Piyasalar döviz şokunda
Selim Işıklar 01 Ocak 1970
Ekonomiyi yönetenler hâlâ fark edememiş olabilir ancak 2001 yılında yaşanan büyük likidite şoku ve 2008-2009 küresel krizi sırasında liranın döviz kurları karşısında düştüğü durumdan daha kötüsü yaşanıyor.
Reel efektif kur son 12 yılın en kötüsünü yansıtmakta. Yüksek enflasyon, altüst olan siyasetin getirdiği jeopolitik risklerin had safhaya ulaşması ve 7 Haziran seçimlerinde vatandaşın verdiği mesajların önemsenmeyişi, Amerikan Doları'nın son iki ayda yüzde 17 yükselmesine neden oldu.
Dolar borcu olan şirketler açısından bakıldığında haziran sonu 2,69 lira olan doların 3,05 seviyelerinde dolaşması, zaten erimiş olan sermayelerinin yüzde 15 daha buharlaşması anlamına geliyor.
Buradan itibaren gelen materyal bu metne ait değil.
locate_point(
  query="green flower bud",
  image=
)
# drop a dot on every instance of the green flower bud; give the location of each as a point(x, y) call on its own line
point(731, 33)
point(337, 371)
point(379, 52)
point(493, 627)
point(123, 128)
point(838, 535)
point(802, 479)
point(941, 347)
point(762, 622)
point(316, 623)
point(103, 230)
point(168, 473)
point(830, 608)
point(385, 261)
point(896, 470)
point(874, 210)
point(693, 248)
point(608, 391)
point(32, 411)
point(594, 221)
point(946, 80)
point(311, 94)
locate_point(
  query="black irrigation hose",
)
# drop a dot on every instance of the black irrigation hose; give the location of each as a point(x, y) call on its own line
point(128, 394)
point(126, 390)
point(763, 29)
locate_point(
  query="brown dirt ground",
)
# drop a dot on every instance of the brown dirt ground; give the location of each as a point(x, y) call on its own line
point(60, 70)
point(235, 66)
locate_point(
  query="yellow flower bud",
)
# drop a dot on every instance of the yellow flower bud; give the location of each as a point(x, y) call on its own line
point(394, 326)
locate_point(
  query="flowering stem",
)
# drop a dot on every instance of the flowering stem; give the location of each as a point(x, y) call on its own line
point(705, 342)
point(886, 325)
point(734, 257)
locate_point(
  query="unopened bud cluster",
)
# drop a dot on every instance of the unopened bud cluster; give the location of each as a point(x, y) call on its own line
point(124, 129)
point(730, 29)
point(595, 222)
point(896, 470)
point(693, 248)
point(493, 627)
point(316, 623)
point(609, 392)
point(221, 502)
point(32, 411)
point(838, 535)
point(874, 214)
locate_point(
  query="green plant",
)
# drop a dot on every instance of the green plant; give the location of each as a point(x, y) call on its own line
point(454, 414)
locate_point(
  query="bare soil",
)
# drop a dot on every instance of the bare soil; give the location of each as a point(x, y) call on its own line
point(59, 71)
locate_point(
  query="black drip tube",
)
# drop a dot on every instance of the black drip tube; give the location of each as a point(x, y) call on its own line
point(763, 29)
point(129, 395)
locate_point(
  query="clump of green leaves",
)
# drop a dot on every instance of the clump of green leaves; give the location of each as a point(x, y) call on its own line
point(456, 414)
Bankalar, yatırımda olan ve bunu dolar veya Euro'ya endeksli yapan kuruluşlar. Son 4 yılda dış borçlar önemli ölçüde artarak 400 milyar doların üzerine çıktı. Kredi derecelendirme kuruluşu geçen hafta bu konuda önemli bir uyarı yaparak Türk bankalarının dış borçalarının yükselmeye devam ettiğini vurguladı.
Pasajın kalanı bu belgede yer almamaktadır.